魔族が崩れ落ちたあと、蒼真はその場に立ち尽くしていた。

黒い霧はまだ地面を這っていたが、風もなく、音もない。まるで時間が止まったような空気。

そのとき——

霧が、蒼真の足元から立ち上がり、彼の身体を包み込んだ。

「…っ、なに…?」

視界が白く染まり、空間が歪む。

そして、静かな声が響いた。

「——あなたは、私の大切な子」

蒼真は振り返る。そこには、白い衣を纏った女性が立っていた。顔ははっきり見えない。髪は長く、月光のように淡く揺れている。

「…誰だよ…俺を知ってるのか?」

女性は微笑む。悲しげにも、優しげにも見えるその笑み。

「あなたは、巡りの外から来た者。けれど、私の巡りの中にいる。だから、あなたは私の子」

蒼真は言葉が出なかった。

意味が分からない。
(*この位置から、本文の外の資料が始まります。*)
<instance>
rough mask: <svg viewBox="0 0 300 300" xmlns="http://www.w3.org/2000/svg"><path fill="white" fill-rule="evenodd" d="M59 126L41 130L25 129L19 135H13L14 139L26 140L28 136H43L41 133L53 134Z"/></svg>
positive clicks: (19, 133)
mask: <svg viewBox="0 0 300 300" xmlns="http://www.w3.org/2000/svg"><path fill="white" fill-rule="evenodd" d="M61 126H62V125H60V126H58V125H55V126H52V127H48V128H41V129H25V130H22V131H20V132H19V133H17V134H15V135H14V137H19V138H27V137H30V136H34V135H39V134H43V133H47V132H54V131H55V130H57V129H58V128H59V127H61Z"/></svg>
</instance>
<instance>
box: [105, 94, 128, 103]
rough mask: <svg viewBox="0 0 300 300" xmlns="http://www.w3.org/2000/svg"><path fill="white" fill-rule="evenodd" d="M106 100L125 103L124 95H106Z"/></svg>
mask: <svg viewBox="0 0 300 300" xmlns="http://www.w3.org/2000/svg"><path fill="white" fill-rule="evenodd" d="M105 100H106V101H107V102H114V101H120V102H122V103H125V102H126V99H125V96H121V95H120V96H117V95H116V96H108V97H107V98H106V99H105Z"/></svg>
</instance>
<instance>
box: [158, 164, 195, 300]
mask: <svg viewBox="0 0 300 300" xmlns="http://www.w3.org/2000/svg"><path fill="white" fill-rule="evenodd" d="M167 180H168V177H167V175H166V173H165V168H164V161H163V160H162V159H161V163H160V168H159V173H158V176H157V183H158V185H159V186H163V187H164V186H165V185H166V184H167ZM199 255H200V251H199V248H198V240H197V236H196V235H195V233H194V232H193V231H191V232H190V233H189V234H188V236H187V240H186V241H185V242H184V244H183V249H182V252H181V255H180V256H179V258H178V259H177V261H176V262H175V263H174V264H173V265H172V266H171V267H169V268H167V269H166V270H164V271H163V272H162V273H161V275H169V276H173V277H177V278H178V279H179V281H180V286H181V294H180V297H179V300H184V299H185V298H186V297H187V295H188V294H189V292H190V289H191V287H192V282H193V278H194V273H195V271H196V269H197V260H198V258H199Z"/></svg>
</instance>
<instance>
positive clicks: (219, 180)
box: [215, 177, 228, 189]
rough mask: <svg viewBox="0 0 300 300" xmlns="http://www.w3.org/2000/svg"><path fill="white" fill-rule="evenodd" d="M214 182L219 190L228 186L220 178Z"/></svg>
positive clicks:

けれど、心の奥がざわめいていた。

「…俺は、ただ…死んで、ここに来ただけで…」

「それでも、あなたは選ばれた。月が、あなたを見ていた。ずっと」

霧が再び濃くなり、女性の姿が霞んでいく。

「待って…!」

蒼真が手を伸ばすと、霧が弾けるように消えた。

気づけば、彼は魔族の残骸の前に立っていた。空は静かで、月は高く昇っていた。

右目の紋が、微かに脈打っていた。